What matters most here (plain words)

validate_action(...) is the governance/control layer: the system accepts only the allowed action contract and rejects extra fields (invalid_action:extra_keys).
Budget + StopRun(...) is a production pattern for controlled shutdown: runs do not drift indefinitely, they stop with a clear reason.
ToolGateway.call(...) is the boundary of agent ≠ executor: the agent only proposes an action, while the actual tool call is done by a controlled system layer.
loop_detected catches exact repeats (same tool + same args). Semantic loop detection is a separate option (see “What to try next”).

`llm.py` — decision step (Think)

LLM sees only the catalog of available tools; if a tool is not in the allowlist, gateway stops the run.

PYTHON

from __future__ import annotations

import json
import os
from typing import Any

from openai import APIConnectionError, APITimeoutError, OpenAI

MODEL = os.getenv("OPENAI_MODEL", "gpt-4.1-mini")
LLM_TIMEOUT_SECONDS = float(os.getenv("OPENAI_TIMEOUT_SECONDS", "60"))
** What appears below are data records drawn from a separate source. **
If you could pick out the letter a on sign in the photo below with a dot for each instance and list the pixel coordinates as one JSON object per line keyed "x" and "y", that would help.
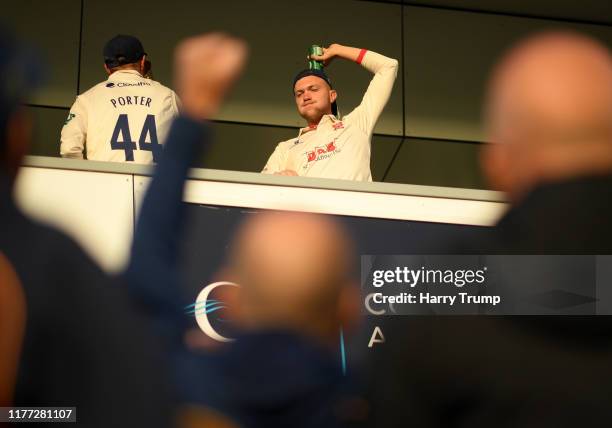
{"x": 377, "y": 337}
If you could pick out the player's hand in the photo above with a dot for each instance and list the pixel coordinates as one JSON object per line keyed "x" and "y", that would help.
{"x": 329, "y": 53}
{"x": 287, "y": 172}
{"x": 205, "y": 69}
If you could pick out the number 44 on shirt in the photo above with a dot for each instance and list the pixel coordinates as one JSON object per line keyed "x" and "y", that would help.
{"x": 148, "y": 132}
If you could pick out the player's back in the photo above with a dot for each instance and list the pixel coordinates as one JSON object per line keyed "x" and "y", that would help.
{"x": 125, "y": 118}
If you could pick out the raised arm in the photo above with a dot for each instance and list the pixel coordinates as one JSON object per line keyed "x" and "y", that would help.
{"x": 385, "y": 71}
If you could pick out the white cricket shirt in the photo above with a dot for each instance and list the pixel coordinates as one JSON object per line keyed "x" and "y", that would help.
{"x": 340, "y": 148}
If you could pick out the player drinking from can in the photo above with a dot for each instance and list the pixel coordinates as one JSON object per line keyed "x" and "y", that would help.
{"x": 331, "y": 146}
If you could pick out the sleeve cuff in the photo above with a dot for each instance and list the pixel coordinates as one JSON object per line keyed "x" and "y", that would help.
{"x": 361, "y": 55}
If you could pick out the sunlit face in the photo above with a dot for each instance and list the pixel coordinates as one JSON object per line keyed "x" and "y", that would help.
{"x": 313, "y": 98}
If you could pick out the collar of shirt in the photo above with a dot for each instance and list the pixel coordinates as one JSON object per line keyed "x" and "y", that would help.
{"x": 328, "y": 118}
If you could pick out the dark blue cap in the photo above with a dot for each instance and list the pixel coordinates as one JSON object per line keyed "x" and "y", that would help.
{"x": 20, "y": 73}
{"x": 121, "y": 50}
{"x": 321, "y": 75}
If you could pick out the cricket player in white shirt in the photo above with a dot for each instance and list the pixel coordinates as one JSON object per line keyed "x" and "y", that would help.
{"x": 330, "y": 146}
{"x": 126, "y": 117}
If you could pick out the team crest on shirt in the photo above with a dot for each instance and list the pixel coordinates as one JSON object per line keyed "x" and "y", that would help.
{"x": 321, "y": 152}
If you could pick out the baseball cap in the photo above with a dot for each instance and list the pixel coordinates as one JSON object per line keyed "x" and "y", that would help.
{"x": 321, "y": 75}
{"x": 122, "y": 49}
{"x": 20, "y": 73}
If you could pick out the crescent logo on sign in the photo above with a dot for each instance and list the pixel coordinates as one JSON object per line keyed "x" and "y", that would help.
{"x": 205, "y": 306}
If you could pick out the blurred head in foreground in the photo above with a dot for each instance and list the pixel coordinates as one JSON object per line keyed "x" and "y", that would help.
{"x": 295, "y": 272}
{"x": 20, "y": 73}
{"x": 549, "y": 113}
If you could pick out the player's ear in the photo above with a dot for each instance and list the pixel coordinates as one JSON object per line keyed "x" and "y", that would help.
{"x": 332, "y": 95}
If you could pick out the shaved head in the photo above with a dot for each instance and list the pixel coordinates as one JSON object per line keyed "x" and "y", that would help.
{"x": 295, "y": 270}
{"x": 549, "y": 107}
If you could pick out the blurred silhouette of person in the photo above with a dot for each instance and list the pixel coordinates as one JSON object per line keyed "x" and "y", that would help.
{"x": 549, "y": 120}
{"x": 84, "y": 346}
{"x": 284, "y": 368}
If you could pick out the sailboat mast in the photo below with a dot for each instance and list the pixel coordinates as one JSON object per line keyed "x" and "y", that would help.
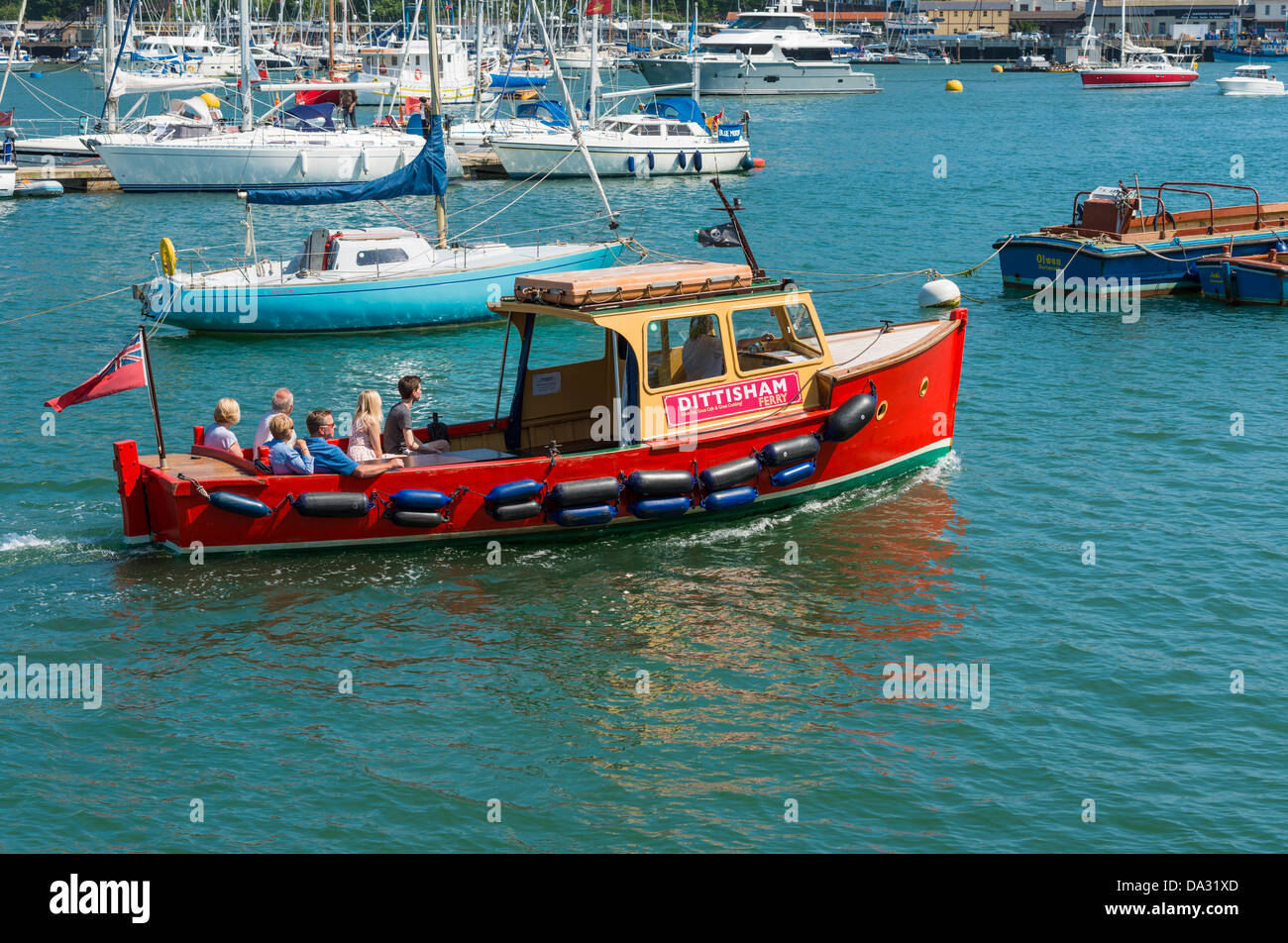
{"x": 593, "y": 67}
{"x": 572, "y": 114}
{"x": 1124, "y": 37}
{"x": 244, "y": 42}
{"x": 478, "y": 60}
{"x": 436, "y": 110}
{"x": 330, "y": 39}
{"x": 108, "y": 62}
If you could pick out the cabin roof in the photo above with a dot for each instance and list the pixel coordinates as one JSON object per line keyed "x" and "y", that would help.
{"x": 603, "y": 295}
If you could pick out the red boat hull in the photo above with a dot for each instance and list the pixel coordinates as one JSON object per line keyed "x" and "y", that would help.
{"x": 1137, "y": 80}
{"x": 915, "y": 428}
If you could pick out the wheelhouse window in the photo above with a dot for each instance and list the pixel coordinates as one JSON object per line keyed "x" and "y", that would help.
{"x": 381, "y": 257}
{"x": 768, "y": 338}
{"x": 806, "y": 54}
{"x": 750, "y": 50}
{"x": 684, "y": 350}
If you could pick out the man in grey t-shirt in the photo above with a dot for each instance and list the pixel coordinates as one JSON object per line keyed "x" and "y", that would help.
{"x": 398, "y": 437}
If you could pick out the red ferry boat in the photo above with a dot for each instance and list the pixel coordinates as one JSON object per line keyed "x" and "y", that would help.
{"x": 647, "y": 431}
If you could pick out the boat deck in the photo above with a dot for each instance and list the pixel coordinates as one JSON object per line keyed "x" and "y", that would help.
{"x": 858, "y": 351}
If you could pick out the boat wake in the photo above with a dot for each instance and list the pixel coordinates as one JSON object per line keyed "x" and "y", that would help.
{"x": 27, "y": 541}
{"x": 861, "y": 497}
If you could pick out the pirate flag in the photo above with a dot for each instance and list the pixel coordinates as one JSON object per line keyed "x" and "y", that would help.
{"x": 722, "y": 236}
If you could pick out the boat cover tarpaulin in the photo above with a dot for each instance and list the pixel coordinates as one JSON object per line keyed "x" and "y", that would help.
{"x": 425, "y": 175}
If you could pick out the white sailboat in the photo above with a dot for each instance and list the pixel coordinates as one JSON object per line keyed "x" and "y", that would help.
{"x": 669, "y": 137}
{"x": 1138, "y": 67}
{"x": 303, "y": 147}
{"x": 369, "y": 278}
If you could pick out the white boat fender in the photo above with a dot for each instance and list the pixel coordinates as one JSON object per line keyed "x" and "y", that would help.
{"x": 940, "y": 292}
{"x": 791, "y": 475}
{"x": 656, "y": 508}
{"x": 330, "y": 504}
{"x": 515, "y": 510}
{"x": 588, "y": 491}
{"x": 421, "y": 519}
{"x": 851, "y": 415}
{"x": 729, "y": 497}
{"x": 719, "y": 476}
{"x": 585, "y": 517}
{"x": 793, "y": 450}
{"x": 34, "y": 188}
{"x": 660, "y": 483}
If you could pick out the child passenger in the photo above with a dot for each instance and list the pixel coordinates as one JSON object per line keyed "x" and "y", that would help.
{"x": 219, "y": 433}
{"x": 284, "y": 458}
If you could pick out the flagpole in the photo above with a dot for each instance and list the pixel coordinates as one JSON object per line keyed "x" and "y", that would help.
{"x": 153, "y": 395}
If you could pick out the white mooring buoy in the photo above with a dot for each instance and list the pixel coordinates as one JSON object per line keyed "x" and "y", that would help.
{"x": 940, "y": 292}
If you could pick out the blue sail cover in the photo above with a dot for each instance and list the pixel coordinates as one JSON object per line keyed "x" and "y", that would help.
{"x": 425, "y": 175}
{"x": 678, "y": 108}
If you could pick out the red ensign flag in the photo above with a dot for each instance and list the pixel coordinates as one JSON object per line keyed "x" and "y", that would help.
{"x": 124, "y": 371}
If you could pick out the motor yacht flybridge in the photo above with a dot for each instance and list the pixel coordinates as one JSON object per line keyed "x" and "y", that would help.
{"x": 778, "y": 52}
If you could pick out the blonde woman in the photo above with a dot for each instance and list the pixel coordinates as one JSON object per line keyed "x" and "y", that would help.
{"x": 219, "y": 433}
{"x": 368, "y": 421}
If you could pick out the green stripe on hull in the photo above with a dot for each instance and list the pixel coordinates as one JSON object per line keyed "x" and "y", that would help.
{"x": 623, "y": 522}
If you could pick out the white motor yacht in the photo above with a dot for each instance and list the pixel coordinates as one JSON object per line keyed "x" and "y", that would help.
{"x": 778, "y": 52}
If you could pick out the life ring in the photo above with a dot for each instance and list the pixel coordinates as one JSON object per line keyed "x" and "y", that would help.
{"x": 168, "y": 261}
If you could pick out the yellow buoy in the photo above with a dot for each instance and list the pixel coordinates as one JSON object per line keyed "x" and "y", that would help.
{"x": 168, "y": 261}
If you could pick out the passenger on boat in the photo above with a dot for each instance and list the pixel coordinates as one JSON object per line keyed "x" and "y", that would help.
{"x": 282, "y": 405}
{"x": 329, "y": 459}
{"x": 366, "y": 428}
{"x": 348, "y": 106}
{"x": 398, "y": 438}
{"x": 284, "y": 458}
{"x": 219, "y": 433}
{"x": 702, "y": 356}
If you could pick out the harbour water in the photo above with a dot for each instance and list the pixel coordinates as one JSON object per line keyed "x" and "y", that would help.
{"x": 1159, "y": 442}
class LLMTimeout(Exception):
    pass

SYSTEM_PROMPT = """
You are a ReAct decision engine.
Return only one JSON object with one of these shapes:
1) {"kind":"tool","name":"<tool_name>","args":{...}}
2) {"kind":"final","answer":"<short final answer>"}

Rules:
- Use tools when you do not have enough facts.
- Do not invent tool outputs.
- Prefer the smallest next step.
- When evidence is sufficient, return "final".
- Never output markdown or extra keys.
""".strip()

TOOL_CATALOG = [
    {
        "name": "get_user_profile",
        "description": "Get user profile by user_id",
        "args": {"user_id": "integer"},
    },
    {
        "name": "get_user_billing",
        "description": "Get billing info by user_id",
        "args": {"user_id": "integer"},
    },
    {
        "name": "search_policy",
        "description": "Search refund and billing policy snippets",
        "args": {"query": "string"},
    },
]


def _get_client() -> OpenAI:
    api_key = os.getenv("OPENAI_API_KEY")
    if not api_key:
        raise EnvironmentError(
            "OPENAI_API_KEY is not set. Run: export OPENAI_API_KEY='sk-...'"
        )
    return OpenAI(api_key=api_key)


def _build_state_summary(history: list[dict[str, Any]]) -> dict[str, Any]:
    tools_used = [
        step.get("action", {}).get("name")
        for step in history
        if isinstance(step, dict)
        and isinstance(step.get("action"), dict)
        and step.get("action", {}).get("kind") == "tool"
    ]
    last_observation = history[-1].get("observation") if history else None
    return {
        "steps_completed": len(history),
        "tools_used": tools_used,
        "last_observation": last_observation,
    }


def decide_next_action(goal: str, history: list[dict[str, Any]]) -> dict[str, Any]:
    # Keep full history in memory, but send summary + last N steps
    # so the prompt remains stable as runs get longer.
    recent_history = history[-3:]
    payload = {
        "goal": goal,
        "state_summary": _build_state_summary(history),
        "recent_history": recent_history,
        "available_tools": TOOL_CATALOG,
    }

    client = _get_client()
    try:
        completion = client.chat.completions.create(
            model=MODEL,
            temperature=0,
            timeout=LLM_TIMEOUT_SECONDS,
            response_format={"type": "json_object"},
            messages=[
                {"role": "system", "content": SYSTEM_PROMPT},
                {"role": "user", "content": json.dumps(payload, ensure_ascii=True)},
            ],
        )
    except (APITimeoutError, APIConnectionError) as exc:
        raise LLMTimeout("llm_timeout") from exc

    text = completion.choices[0].message.content or "{}"
    try:
        return json.loads(text)
    except json.JSONDecodeError:
        return {"kind": "invalid", "raw": text}

What matters most here (plain words)

timeout=LLM_TIMEOUT_SECONDS + LLMTimeout is a production pattern: if the model hangs, the run returns explicit llm_timeout.
state_summary + recent_history is a production scaling pattern: context grows in a controlled way, not without limits at each step.
SYSTEM_PROMPT defines only the intent format (tool/final) - LLM decides what to do, but does not execute tools by itself.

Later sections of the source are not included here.